Among the best ETFs, the Innovator IBD 50 ETF (FFTY) lost 0.2%, while the Innovator IBD Breakout Opportunities ETF (BOUT) gained 0.1%. The iShares Expanded Tech-Software Sector ETF (IGV) lost 0.2%. The VanEck Vectors Semiconductor ETF (SMH) slumped 1.5%, with ASML, AMD and Nvidia all comprising components.

SPDR S&P Metals & Mining ETF (XME) slumped 2.2% and Global X US Infrastructure Development ETF (PAVE) lost 0.1%. The US Global Jets ETF (JETS) was down 0.5%. The SPDR S&P Homebuilders ETF (XHB) rose 0.5%. The Energy Select SPDR ETF (XLE) was unchanged, while the Financial Select SPDR ETF (XLF) rose 0.1%.

The ARK Innovation ETF (ARKK) slumped 2.2% and the ARK Genomics ETF (ARKG) gave up 1.8%, reflecting more speculative story stocks. ARKK is at its worst since early June and ARKG is just above its May lows. Tesla stock remains the top position among ARK Invest’s ETFs, but Cathie Wood has sold a large portion of her TSLA stake in the past few weeks.

The Top Five Chinese Stocks You Should See Right Now

Analysis of the market rally

The stock market rally tried to get off the ground but a series of half-hearted attempts faded, with major indices closing mixedly and closing close to session lows. The Dow Jones and the S&P 500 ended with modest price gains.

The Nasdaq composite fell below its September 20th low, with the August 19th low being the next logical support area. The Nasdaq 100 fell below both levels on August 19 and September 20. The Russell 2000 was just crashing between its 50-day and 200-day lines.

Growth stocks didn’t rebound much, even from session highs, landing near session lows. The FFTY ETF slid below its 50-day moving average. It’s now down 7.8% for the week, which would be the worst weekly loss since the coronavirus crashed.

Some growth stocks rebounded from their 50-day line, such as Dexcom (DXCM). But will these outliers continue to thrive in the face of the shaky market rally or will they succumb to the broader downturn? Meanwhile, many growth stocks saw anemic upward moves or simply slid down, including Snap, Nvidia, and ASML.

However, energy stocks held up well as Matador Resources cracked an unofficial buy point. Financial stocks also look healthy.

For the time being, the stock market rally remains “under pressure”.

How to recognize stock market tops

What now

Investors may be a little shy after two recent failed attempts to rebound, with the lackluster action being uninspiring at best. You probably should be.

If the market rally takes another run to new highs and beyond, there is no need to jump at the first sign of strength.

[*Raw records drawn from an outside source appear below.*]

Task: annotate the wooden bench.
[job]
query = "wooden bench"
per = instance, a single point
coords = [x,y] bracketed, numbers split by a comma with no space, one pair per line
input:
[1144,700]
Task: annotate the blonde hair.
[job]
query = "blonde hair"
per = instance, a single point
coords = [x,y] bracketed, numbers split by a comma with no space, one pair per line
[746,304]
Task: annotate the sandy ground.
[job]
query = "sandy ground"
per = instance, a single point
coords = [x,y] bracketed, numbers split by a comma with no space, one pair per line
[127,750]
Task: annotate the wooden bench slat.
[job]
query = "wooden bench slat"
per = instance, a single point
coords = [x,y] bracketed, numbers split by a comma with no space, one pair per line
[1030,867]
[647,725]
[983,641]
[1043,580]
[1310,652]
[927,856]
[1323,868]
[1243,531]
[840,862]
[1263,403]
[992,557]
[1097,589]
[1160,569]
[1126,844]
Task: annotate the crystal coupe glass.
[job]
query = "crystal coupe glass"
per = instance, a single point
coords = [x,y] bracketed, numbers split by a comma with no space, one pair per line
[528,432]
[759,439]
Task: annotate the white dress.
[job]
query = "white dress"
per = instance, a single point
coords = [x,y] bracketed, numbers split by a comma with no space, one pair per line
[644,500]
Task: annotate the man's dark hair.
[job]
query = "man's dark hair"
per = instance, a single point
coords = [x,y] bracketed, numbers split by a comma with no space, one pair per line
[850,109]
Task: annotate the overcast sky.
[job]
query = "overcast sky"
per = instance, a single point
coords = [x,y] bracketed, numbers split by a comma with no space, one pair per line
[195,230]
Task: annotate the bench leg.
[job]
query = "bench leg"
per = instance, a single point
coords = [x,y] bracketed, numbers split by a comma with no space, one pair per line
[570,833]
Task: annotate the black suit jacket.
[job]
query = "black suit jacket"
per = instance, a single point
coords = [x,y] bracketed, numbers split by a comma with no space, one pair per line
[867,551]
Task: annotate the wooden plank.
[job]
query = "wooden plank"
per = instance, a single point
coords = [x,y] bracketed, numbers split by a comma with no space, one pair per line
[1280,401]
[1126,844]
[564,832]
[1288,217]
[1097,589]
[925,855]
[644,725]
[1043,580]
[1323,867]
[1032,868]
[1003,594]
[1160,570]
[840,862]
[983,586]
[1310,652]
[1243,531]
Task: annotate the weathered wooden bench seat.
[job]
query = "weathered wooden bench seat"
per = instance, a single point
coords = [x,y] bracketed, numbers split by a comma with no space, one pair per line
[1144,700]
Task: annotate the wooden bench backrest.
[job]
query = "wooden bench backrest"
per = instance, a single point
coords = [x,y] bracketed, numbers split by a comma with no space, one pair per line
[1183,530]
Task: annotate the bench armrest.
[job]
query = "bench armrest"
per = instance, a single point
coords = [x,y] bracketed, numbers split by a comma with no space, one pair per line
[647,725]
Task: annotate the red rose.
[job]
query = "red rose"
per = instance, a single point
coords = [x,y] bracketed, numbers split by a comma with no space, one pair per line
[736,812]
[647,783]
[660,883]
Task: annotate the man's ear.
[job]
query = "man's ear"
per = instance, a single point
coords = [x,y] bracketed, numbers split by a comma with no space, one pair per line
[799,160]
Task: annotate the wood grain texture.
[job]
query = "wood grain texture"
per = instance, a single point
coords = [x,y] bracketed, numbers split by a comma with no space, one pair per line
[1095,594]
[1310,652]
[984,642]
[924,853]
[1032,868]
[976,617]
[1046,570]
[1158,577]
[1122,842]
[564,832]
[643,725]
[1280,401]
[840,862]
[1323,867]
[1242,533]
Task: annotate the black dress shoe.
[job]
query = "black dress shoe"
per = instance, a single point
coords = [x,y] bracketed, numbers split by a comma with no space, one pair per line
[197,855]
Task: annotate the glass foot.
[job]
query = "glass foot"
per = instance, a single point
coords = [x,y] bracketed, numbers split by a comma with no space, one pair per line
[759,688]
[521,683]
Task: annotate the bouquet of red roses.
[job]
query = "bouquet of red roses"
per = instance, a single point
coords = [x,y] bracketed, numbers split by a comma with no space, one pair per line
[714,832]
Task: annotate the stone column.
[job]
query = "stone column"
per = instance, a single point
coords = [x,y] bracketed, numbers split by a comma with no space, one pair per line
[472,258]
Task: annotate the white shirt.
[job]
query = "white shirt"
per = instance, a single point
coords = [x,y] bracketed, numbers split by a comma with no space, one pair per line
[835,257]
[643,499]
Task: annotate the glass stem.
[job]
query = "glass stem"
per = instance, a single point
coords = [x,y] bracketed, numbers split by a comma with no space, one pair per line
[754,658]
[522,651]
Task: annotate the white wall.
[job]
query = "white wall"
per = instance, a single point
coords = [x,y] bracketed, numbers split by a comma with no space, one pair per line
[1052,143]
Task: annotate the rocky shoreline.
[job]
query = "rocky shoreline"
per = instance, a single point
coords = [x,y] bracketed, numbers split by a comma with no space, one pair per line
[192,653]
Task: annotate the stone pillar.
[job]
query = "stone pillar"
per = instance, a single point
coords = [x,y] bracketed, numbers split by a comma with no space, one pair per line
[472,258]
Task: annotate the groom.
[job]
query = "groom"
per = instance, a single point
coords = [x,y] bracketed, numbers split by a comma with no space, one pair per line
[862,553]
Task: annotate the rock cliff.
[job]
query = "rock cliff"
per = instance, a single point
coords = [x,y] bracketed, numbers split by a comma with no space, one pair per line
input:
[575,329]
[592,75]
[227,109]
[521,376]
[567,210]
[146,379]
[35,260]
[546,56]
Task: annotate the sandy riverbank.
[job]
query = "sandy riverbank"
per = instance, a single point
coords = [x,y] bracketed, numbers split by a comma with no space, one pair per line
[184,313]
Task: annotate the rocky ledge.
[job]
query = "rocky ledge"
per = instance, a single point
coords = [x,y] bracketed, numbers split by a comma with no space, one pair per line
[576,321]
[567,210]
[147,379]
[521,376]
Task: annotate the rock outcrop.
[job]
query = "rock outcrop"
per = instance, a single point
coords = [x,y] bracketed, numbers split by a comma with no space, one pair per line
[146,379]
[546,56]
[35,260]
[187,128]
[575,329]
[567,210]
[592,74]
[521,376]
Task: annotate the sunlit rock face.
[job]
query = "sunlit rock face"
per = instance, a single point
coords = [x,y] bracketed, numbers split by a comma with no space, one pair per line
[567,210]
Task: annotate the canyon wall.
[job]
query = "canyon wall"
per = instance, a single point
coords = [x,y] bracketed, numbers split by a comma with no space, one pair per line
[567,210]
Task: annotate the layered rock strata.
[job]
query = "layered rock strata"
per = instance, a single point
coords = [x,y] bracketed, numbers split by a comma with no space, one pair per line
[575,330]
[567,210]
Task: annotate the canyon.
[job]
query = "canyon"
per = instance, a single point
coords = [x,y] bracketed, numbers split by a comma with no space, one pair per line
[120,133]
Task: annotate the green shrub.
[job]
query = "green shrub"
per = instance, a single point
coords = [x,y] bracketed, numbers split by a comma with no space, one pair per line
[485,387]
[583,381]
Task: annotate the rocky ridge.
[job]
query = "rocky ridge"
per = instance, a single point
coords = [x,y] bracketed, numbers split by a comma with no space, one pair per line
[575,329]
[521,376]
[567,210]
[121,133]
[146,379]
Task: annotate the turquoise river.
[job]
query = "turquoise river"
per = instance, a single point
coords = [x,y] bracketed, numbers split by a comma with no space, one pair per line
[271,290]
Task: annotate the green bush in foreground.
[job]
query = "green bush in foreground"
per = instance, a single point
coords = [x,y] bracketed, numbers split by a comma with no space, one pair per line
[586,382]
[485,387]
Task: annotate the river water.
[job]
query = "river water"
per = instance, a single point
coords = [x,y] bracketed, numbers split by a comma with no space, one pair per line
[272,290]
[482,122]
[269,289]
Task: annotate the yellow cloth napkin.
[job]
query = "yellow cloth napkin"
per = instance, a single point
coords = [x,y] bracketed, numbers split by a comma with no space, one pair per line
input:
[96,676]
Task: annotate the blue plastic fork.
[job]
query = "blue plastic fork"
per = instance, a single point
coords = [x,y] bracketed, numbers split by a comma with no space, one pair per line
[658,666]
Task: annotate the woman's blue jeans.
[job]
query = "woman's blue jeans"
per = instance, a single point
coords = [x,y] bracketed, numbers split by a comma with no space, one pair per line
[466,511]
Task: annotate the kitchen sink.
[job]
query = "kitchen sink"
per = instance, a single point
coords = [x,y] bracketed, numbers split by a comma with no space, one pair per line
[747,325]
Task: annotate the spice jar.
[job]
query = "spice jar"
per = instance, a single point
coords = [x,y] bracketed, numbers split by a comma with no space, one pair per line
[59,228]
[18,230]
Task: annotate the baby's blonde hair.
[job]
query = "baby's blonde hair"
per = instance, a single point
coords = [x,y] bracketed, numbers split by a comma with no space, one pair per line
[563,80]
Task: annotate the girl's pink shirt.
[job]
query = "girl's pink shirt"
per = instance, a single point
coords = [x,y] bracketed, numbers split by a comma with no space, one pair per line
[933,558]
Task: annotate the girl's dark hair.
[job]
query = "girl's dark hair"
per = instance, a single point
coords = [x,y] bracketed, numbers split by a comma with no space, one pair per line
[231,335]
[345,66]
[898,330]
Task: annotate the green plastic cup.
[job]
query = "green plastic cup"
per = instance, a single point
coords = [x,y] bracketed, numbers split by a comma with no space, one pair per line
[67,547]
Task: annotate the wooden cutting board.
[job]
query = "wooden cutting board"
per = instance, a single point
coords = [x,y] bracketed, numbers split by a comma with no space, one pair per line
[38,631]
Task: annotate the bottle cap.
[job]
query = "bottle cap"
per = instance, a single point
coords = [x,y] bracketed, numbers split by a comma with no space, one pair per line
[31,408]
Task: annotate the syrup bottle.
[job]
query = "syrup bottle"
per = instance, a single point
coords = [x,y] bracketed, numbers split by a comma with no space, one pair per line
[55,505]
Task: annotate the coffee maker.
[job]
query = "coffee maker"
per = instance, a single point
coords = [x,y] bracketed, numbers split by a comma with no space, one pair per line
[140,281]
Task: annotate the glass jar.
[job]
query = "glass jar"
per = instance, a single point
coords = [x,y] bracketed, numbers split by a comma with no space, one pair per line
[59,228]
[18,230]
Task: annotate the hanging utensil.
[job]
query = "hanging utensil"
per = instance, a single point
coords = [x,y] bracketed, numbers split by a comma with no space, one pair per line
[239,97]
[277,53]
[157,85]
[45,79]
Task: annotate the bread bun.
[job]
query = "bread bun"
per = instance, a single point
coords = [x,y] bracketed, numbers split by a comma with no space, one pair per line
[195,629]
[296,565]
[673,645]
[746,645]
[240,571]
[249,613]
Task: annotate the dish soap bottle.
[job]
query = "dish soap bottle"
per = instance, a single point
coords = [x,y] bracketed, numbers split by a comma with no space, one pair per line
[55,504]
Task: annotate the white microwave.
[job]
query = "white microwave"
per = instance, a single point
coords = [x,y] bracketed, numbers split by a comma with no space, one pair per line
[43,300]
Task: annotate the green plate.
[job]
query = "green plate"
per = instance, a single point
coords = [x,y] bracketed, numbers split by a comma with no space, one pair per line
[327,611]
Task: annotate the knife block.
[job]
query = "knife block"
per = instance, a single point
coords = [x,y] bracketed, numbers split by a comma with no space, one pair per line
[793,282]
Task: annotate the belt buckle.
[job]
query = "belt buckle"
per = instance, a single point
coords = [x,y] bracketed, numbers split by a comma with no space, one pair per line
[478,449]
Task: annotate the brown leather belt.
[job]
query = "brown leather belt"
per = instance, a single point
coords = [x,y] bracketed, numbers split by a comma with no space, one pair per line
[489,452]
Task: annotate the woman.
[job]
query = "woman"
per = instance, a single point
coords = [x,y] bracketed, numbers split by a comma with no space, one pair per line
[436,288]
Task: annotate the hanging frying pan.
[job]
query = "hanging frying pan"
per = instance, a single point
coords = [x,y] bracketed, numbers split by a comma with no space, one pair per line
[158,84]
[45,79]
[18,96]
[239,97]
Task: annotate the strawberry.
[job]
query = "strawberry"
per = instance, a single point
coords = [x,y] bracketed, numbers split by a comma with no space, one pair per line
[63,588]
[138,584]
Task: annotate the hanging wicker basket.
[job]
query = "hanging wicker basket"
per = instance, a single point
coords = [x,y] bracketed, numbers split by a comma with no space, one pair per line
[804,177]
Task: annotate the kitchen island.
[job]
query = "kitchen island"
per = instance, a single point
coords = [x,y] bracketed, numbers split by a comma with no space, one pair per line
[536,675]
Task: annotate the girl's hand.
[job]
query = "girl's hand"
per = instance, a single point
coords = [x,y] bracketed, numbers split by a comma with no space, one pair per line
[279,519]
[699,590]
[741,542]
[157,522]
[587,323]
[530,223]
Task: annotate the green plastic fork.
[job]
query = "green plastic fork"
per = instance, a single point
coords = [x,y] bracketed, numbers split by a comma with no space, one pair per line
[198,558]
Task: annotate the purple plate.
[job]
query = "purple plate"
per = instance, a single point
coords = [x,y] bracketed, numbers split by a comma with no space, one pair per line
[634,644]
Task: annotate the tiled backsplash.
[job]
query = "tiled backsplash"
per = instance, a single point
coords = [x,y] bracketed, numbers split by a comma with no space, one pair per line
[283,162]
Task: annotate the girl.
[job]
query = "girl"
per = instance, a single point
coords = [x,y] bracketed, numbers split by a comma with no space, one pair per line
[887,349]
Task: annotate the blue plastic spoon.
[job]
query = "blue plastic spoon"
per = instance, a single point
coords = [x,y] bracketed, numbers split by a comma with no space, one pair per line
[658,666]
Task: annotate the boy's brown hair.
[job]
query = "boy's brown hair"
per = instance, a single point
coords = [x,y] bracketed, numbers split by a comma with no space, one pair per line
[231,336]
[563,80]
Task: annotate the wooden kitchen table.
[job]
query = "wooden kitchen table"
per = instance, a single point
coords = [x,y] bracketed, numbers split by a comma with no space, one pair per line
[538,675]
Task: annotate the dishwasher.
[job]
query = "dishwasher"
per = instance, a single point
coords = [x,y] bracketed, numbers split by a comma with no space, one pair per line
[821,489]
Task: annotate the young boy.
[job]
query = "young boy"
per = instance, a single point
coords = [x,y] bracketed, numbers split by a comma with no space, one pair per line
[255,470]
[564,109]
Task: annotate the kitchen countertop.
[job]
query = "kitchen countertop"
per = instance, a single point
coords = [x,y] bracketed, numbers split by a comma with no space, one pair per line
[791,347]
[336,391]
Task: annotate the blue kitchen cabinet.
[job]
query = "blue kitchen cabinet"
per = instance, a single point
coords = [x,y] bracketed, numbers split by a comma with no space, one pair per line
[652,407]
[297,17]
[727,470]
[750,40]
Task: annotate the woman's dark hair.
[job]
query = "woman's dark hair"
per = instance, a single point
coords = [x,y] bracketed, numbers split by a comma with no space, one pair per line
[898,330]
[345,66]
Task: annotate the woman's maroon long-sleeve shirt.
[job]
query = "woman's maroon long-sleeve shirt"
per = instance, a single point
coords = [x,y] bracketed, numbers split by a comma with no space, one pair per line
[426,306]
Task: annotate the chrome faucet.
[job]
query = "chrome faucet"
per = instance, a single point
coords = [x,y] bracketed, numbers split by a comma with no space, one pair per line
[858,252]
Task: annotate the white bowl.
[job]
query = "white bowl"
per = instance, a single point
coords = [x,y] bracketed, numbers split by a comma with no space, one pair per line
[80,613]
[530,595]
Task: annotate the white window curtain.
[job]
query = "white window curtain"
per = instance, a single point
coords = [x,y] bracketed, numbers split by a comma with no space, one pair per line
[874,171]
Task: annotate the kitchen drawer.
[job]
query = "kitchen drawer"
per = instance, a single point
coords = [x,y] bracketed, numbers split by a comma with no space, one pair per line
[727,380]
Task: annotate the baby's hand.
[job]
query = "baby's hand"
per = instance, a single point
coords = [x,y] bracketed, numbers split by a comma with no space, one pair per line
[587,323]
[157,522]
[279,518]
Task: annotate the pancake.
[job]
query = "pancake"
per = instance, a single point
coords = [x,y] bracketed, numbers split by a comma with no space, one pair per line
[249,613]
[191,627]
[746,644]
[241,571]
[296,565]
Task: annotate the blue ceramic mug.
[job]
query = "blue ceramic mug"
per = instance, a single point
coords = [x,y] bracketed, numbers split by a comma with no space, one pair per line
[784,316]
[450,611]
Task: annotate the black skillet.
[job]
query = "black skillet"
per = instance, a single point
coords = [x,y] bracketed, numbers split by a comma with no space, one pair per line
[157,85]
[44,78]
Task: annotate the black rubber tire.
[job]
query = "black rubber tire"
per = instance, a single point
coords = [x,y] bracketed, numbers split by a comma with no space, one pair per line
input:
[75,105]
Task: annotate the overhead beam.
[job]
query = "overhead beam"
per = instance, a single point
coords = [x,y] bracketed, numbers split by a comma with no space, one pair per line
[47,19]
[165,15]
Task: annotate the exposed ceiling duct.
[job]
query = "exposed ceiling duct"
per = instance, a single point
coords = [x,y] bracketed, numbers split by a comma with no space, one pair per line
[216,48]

Alternatively, if you’ve been slowly reducing exposure in the previous days or weeks, use any bounces as a chance to reduce.

Prepare for the next strong market run. Look for stocks with strong relative strength lines that are rising or holding near highs. Stocks that outperform in uneven or weak markets are likely to result in a clear uptrend.

Read The Big Picture daily to keep up with market direction and leading stocks and sectors.